Despite the setback, ispace is clearly not cowed: The company is calling their second lander “Resilience,” a name that CEO Takeshi Hakamada said in a press conference is meant to represent “being strong and being able to bounce back, the quality of moving straight forward without defeat.”

Although the first mission ended in catastrophe, the company was nevertheless able to glean plenty of information about subsystem performance, hardware, communications and orbital maneuvering. In some ways, having something go wrong just moments before landing is the best-case among all possible worst-case scenarios: It means that absolutely everything else went right.

For that reason, the second lander will have much of the same hardware as the first, ispace’s deputy EVP of engineering Yoshitsugu Hitachi said. Like the first lander, Resilience stands at 2.5 by 2.3 meters and weighs 340 kilograms without fuel. The second mission will also take the same route to the moon via what’s called a “low-energy transfer orbit,” which takes months to complete.

“The analysis of the Mission 1 landing failure clearly identified the causes and areas of improvement, so the main focus of Mission 2 will be on reviewing and improving the verification process that has already been implemented,” Hitachi said. “We are confident in the successful landing of the Resilience lander on Mission 2 and believe we can safely execute soft landing and begin subsequent operations on the moon.”

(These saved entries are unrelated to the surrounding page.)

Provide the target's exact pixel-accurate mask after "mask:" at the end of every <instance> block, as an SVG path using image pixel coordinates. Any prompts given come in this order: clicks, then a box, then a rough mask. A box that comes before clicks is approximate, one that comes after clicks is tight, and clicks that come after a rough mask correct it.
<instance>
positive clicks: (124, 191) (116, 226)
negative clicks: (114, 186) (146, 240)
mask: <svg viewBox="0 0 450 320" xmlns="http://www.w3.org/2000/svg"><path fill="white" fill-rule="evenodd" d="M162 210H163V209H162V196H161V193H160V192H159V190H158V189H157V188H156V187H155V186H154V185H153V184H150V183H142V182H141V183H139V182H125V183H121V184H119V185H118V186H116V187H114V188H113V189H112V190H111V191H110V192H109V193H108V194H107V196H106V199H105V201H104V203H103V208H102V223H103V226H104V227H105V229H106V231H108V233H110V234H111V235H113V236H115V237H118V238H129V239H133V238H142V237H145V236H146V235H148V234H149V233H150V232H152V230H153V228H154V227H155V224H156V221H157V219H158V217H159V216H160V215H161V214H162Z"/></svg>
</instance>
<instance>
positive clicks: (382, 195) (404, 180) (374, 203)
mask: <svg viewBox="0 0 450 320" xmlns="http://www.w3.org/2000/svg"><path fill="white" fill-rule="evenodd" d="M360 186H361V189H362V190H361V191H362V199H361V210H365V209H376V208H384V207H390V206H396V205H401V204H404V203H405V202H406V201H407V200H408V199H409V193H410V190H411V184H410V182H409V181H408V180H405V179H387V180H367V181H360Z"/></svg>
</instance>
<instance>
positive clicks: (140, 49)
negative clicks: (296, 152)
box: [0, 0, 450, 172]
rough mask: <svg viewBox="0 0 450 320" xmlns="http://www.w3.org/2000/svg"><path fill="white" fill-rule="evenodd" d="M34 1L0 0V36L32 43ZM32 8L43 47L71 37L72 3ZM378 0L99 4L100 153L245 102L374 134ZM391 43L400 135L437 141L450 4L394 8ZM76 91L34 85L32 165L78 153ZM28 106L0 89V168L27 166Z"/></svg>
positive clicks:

The biggest difference between Mission 1 and Mission 2 will be the payload: for Mission 2, ispace has developed a very small lunar rover that will explore the landing site and collect samples of regolith as part of a NASA contract. The rover was designed to be “as small as possible, as light as possible,” ispace Europe’s managing director Julien Lamamy said. The rover, which weighs only five kilograms, has its own cameras, communications equipment and a 1 kilogram payload capacity. In addition to the rover, the Resilience lander will carry four commercial payloads.

ispace said it expects to complete lander assembly by spring 2024, then commence environmental testing, which typically takes a few months. From there, the lander will head to Florida for its launch on a Falcon 9 rocket.

No doubt ispace will continue to gather useful data from these missions. The company, which is headquartered in Tokyo and maintains offices in Luxembourg and Denver, is also working on a third mission, currently scheduled for 2026.